NIH Announces Funding for new Epigenomics Initiative
News Sep 30, 2008
The National Institutes of Health (NIH) announces funding for the new NIH Roadmap Epigenomics Program. Epigenetic processes control normal growth and development, and epigenomics is a study of epigenetic processes at a genome-wide scale.
The NIH will invest more than $190 million over the next five years to accelerate this emerging field of biomedical research. The first grants will total approximately $18 million in 2008.
The overall hypothesis of the NIH Roadmap Epigenomics Program is that the origins of health and susceptibility to disease are, in part, the result of epigenetic regulation of the genetic blueprint. Researchers believe that understanding how and when epigenetic processes control genes during different stages of development and throughout life will lead to more effective ways to prevent and treat disease.
Epigenetic processes, such as modifications to DNA-associated proteins called histones, control genetic activity by changing the three-dimensional structure of chromosomes. This can affect gene expression as profoundly as changes in the DNA sequence.

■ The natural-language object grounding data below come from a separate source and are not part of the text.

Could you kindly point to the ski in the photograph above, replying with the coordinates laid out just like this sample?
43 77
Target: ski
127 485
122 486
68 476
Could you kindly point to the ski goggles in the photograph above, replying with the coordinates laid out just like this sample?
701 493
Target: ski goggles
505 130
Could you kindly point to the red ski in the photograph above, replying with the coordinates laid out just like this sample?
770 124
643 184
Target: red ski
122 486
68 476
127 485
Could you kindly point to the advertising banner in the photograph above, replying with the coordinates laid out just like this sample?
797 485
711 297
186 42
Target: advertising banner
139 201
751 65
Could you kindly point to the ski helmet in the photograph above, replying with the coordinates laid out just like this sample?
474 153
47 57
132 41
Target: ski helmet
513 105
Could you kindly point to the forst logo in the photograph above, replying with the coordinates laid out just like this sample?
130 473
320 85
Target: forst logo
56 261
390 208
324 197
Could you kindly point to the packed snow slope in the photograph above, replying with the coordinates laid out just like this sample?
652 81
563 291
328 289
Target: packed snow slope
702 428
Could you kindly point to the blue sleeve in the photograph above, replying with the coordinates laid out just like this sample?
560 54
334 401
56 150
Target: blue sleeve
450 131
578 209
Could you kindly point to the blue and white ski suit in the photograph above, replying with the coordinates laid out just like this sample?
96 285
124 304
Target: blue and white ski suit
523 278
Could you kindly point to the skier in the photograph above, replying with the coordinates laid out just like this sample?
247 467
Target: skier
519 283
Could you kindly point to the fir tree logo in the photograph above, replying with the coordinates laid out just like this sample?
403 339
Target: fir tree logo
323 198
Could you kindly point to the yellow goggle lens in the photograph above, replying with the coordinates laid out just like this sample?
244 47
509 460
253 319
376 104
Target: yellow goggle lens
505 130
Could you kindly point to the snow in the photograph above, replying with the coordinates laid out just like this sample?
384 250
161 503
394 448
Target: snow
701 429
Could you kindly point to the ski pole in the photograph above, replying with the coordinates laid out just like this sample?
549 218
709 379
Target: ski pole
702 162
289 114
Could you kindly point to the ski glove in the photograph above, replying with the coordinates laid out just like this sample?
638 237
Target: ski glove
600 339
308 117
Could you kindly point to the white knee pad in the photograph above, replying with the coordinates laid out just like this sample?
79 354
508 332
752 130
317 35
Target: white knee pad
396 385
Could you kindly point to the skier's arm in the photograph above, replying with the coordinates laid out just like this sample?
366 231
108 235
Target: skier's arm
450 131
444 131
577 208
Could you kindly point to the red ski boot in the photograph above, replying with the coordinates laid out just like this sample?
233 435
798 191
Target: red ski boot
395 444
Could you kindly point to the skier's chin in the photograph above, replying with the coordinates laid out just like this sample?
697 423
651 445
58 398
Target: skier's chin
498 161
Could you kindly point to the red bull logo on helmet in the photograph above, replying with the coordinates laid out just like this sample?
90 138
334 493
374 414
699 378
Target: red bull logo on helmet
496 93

"Epigenomics-based research is now a central issue in biology. We will build upon our new knowledge of the human genome and move towards a deeper understanding of how DNA information is dynamically regulated through DNA histone modifications as well as the emerging role of micro RNAs and other factors," said NIH Director Elias A. Zerhouni, M.D. "The grants now funded through this program will provide reference data that the entire community can use to understand epigenetic regulation and how it affects health and disease."
Diet and exposure to environmental chemicals throughout all stages of human development, among other factors, can cause epigenetic changes that may turn on or turn off certain genes. Changes in the regulation of genes could make people more or less susceptible to developing a disease later in life.
"The Epigenome Program promises to uncover the fundamental processes that make a liver cell different from a muscle cell or a brain cell. Understanding these processes has far-reaching implications, from reprogramming of adult cells to treat disease to learning how environmental exposures during pregnancy increase a child's risk of developing chronic diseases, such as diabetes and cardiovascular disease," said Griffin P. Rodgers, M.D., director of the National Institute of Diabetes and Digestive and Kidney Diseases.
The Epigenomics Program is a trans-NIH effort led by several NIH institutes including the National Institute of Environmental Health Sciences, the National Institute on Drug Abuse, the National Institute on Deafness and Other Communication Disorders, the National Institute of Diabetes and Digestive and Kidney Diseases, the National Institute of Neurological Disorders and Stroke, and the National Center for Biotechnology Information of the National Library of Medicine. Efforts of these Institutes are coordinated by the Office of Portfolio Analysis and Strategic Initiatives as part of the NIH Roadmap.